Eine Absicht dieses Blogs ist es, ich wiederhole mich da gern, den Versuch zu unternehmen, angesichts des allgemeinen, großen Interesses an Forensik/CSI, das ja den CSI-Effekt überhaupt zur Folge hat, den „Schwung”, den dieses Interesse generiert, zu nutzen, um vielleicht ein paar Interessierte in die „echte” Welt herüberzuziehen und sie zu überzeugen, daß diese, auch ohne Rumballern, Sci-Fi-Maschinen und schnelle, eindeutige Antworten in 10 Minuten genauso spannend und besser ist, als die Fiktion:
Es ist ein tolles Gefühl, wenn man (zwar wenig telegen und still am Schreibtisch sitzend) ein DNA-Profil aus einer Mischspur analysiert und beim Einfügen des letzten Allels plötzlich sieht: „Ha! Passt! Hab ich Dich!” und weiß, daß man damit gerade den Schlüssel für die Überführung eines Verbrechers geschaffen hat. Es ist spannend und herausfordernd, aus einem verdächtig aussehenden Gewebestück, das ein Fußgänger im Wald gefunden hat und das schon so verfault ist, daß man es seiner Form nach nicht mehr zuordnen kann, DNA zu isolieren, zu sequenzieren, zu vergleichen und dann erleichtert festzustellen, daß es nicht zu einer zerstückelten und heimlich verstecken menschlichen Leiche, sondern nur zu einem Wildtier aus dem Wald gehört hat. Es ist haarsträubend, wenn es gelingt, aufgrund eines leisen Verdachts der Eltern eines kranken Kindes, im letzten Moment eine Probenverwechslung, die in der Klinik passiert ist, nachzuweisen und dem Kind so eine schwere und gefährliche OP zu ersparen. Es ist abgefahren, bei einer Exhumierung einen Knochen auszugraben und daran festzustellen, ob der seit vielen Jahren Bestattete der Vater einer heute über 70 Jahre alten Frau war. Es ist schräg, einer 19-Jährigen, die zweieiige Zwillinge bekommen hat, für die zwei Männer als Väter in Frage kamen, mitzuteilen, daß beide Männer Väter je eines Kindes sind… Und dies sind nur Episoden aus der Routine, die Forschung, die wir betreiben ist mindestens genauso interessant und wichtig.

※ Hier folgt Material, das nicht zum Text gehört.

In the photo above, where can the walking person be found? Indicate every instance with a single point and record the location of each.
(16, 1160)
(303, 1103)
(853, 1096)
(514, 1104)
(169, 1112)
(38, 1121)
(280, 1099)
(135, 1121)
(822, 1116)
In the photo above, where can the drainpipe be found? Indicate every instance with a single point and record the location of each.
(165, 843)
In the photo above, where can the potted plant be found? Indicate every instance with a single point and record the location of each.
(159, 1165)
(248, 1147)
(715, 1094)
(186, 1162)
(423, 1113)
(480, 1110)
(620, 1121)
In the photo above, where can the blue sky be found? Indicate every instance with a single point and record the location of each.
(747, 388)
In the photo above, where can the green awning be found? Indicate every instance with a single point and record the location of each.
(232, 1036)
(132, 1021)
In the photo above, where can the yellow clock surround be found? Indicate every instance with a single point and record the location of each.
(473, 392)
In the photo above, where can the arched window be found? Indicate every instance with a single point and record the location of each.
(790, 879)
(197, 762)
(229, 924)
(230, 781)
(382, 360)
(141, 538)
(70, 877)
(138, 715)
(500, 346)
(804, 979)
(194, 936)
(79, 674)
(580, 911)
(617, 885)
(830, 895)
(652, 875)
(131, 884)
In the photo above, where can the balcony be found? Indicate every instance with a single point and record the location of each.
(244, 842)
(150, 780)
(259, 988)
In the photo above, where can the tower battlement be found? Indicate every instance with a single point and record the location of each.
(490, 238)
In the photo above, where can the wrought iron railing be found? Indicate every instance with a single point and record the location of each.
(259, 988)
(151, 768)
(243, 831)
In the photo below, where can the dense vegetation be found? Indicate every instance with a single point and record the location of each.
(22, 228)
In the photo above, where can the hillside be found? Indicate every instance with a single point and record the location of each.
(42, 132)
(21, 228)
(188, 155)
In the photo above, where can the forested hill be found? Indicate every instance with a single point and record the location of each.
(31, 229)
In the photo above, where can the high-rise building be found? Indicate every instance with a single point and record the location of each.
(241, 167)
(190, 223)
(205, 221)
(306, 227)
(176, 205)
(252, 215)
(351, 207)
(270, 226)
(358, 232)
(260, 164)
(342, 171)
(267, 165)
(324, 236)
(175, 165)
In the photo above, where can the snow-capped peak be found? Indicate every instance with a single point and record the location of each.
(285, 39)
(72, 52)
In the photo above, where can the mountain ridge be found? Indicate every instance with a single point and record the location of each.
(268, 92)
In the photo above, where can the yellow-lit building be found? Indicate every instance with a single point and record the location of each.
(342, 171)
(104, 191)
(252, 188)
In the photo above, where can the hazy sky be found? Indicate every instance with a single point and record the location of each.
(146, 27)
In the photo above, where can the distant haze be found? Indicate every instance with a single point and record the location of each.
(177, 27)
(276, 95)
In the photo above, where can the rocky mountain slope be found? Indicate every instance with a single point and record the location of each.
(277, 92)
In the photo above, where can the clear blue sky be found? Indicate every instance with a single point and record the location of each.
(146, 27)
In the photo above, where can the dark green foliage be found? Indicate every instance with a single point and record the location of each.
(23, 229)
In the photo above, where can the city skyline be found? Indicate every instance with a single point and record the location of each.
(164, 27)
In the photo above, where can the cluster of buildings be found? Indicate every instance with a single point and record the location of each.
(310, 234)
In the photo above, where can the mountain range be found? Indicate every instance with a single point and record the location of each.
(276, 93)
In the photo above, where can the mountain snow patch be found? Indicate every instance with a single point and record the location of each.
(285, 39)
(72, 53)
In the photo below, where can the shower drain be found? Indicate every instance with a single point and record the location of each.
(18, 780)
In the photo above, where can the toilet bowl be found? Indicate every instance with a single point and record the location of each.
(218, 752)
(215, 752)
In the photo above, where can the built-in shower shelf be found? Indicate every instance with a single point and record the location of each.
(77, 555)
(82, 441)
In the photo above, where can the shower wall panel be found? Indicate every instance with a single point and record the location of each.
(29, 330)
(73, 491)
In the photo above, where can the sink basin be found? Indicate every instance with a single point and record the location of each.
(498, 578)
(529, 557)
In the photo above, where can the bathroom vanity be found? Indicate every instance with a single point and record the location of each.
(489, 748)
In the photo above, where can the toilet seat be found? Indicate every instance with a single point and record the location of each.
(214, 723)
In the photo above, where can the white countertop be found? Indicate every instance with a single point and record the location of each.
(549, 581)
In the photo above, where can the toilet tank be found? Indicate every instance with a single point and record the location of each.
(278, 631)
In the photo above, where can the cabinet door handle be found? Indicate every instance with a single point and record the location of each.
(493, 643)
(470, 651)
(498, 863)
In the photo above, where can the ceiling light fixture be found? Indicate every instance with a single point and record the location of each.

Hier ist das (übersetzte) Fazit aus dem Artikel von Durnal:
“Der CSI-Effekt, wie er sich heute darstellt, ist ein weitreichendes Phänomen in unserem Strafjustizsystem. Er beeinflusst alle Teile und Stationen eines Krimnalprozesses, angefangen mit dem Zeitpunkt, zu dem ein Verbrechen entdeckt wurde bis zum Tag, an dem der Täter verurteilt wird, auf positive und negative Weise. […] In der Tat ist es unsere Gesellschaft, der es gefällt, sich diese sexy, smarte und allwissende Person* vorzustellen, die auf unserer Seite steht und für uns arbeitet, sollte es zu falschen Anschuldigungen kommen. Der CSI-Effekt ist sehr real. Er mag nicht jeden Richter oder Geschworenen/Schöffen auf eine bestimmte Weise beeinflussen, aber er hat ganz sicher einen Einfluss auf das Strafjustizsystem als Ganzes.”
Ich würde mich daher freuen, ein wenig mithelfen zu können, einen „guten” CSI-Effekt zu begründen, der dazu führt, daß das Wissen um die echten Verfahren und Methoden der Forensik, ihre Möglichkeiten aber und vor allem auch ihre Beschränkungen, allgemein zunimmt und vielleicht beginnt, die „Flausen”, die im Moment noch die Vorherrschaft haben, auszutreiben.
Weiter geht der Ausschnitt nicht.